The logistics are apart from any further regulatory requirements. New CCS projects will undergo the same scrutiny as any other industrial venture, and any impacts, negative or otherwise, will have to be measured, mitigated and legislated. Given the already short timeline, there will inevitably be a rush of project applications as the deadline nears. “2030 isn’t that far away when you start to think of a billion-dollar project,” Demchuk told the conference.
It’s a conundrum Albertans know all too well. The worries are reminiscent of the Fort McMurray oil sands boom when overly generous incentives created a massive rush that placed enormous financial and social demands on the local infrastructure, resulting in massive cost overruns and at the end of the day, diminished returns.
The purely practical limits are further overshadowed by the more esoteric considerations of what it’s all worth in strictly accounting terms.
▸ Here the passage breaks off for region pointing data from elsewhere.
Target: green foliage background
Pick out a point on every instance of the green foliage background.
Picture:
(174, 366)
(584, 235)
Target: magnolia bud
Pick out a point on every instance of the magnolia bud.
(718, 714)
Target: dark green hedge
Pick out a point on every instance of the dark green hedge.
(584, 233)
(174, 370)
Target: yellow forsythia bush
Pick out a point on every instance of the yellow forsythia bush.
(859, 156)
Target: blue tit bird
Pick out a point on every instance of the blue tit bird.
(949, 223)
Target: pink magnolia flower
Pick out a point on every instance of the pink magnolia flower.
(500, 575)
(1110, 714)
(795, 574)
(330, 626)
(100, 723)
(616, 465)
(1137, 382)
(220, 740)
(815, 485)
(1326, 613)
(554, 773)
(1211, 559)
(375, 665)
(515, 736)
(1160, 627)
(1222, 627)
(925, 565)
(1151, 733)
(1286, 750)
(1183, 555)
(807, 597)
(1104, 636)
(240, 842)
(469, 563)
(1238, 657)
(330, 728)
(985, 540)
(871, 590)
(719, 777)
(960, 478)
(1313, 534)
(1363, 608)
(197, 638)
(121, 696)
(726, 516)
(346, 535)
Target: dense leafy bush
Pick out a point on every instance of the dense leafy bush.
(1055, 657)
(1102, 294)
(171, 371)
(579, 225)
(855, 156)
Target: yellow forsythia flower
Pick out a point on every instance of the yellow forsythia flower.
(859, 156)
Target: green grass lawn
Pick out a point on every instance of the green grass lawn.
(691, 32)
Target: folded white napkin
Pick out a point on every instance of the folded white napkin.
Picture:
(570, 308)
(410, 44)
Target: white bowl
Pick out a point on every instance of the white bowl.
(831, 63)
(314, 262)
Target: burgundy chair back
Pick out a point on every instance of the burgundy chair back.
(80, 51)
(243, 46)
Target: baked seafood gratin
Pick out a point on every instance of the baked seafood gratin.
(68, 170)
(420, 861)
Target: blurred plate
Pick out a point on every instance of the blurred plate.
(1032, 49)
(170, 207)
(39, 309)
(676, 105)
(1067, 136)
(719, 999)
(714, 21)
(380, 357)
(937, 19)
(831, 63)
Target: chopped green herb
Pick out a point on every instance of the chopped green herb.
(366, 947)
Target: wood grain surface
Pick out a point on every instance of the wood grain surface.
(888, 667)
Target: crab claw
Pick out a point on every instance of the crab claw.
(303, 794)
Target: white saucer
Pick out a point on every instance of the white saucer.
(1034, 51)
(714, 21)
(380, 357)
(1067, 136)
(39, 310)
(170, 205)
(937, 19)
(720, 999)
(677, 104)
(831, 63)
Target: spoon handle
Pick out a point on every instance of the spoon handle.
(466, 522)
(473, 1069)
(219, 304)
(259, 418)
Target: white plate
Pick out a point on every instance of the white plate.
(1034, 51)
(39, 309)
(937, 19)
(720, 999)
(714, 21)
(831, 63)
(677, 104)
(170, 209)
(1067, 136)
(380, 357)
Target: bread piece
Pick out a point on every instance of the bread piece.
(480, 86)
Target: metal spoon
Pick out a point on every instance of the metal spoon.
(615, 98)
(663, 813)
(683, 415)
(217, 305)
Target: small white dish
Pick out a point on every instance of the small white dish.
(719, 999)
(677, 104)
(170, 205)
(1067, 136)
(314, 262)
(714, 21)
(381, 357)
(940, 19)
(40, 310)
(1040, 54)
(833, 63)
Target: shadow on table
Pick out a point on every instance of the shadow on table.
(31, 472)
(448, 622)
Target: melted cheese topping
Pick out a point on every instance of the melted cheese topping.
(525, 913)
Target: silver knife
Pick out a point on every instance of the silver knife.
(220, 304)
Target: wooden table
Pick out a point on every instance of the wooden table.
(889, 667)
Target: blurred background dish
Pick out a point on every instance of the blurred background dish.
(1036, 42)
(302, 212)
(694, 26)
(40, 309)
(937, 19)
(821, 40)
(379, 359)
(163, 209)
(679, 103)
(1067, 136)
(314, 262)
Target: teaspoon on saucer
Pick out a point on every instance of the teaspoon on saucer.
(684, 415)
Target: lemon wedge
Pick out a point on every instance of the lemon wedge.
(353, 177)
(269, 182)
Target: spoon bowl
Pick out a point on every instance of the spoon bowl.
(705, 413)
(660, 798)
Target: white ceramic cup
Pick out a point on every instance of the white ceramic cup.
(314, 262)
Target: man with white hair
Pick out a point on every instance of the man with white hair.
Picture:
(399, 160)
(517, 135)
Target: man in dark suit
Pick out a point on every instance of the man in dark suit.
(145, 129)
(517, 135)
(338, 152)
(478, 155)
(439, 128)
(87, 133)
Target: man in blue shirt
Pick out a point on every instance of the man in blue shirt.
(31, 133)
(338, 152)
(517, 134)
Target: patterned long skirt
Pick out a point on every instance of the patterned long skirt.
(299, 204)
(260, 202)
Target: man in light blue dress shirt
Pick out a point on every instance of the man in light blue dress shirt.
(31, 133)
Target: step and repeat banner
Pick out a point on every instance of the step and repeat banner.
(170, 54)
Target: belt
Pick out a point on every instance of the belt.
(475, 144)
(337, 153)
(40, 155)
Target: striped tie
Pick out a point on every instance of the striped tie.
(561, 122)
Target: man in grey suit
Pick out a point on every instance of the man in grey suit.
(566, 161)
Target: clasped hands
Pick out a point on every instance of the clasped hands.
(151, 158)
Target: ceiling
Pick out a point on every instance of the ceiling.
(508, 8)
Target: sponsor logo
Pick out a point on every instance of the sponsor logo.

According to Enbridge’s Chalkley, it’s not enough to put a price on carbon – both federal and provincial governments have to come up with transparent policies to “preserve the value around carbon credits”.
That implies the creation of market mechanisms to ensure “pricing certainty” in the form of futures and differential contracts that allow for long term investment decisions and planning – just like any other commodity exchange. “It’s not enough to flood the market with credits… we need to preserve the value of credits being traded,” he added.
According to Justin Wheler, the executive director of technology and innovation with Emissions Reduction Alberta, there is a need to resolve economics and competitiveness with environmental considerations and emissions reductions “so we’re not just shipping emissions” in a manner that facilitates real and meaningful cuts to GHGs.
Despite all the uncertainties – and outright doubts – there is still an underlying optimism that Canada’s energy sector can overcome the nagging details that need to be resolved on the path to net zero, said Peter Schriber, vice president of market development for Xpansiv, which is developing precisely such certification programmes and a trading platform for ESG commodities, including emissions offsets and contracts.
“We’ll probably get there eventually, but it’s going to be a bumpy road…it’s a process.”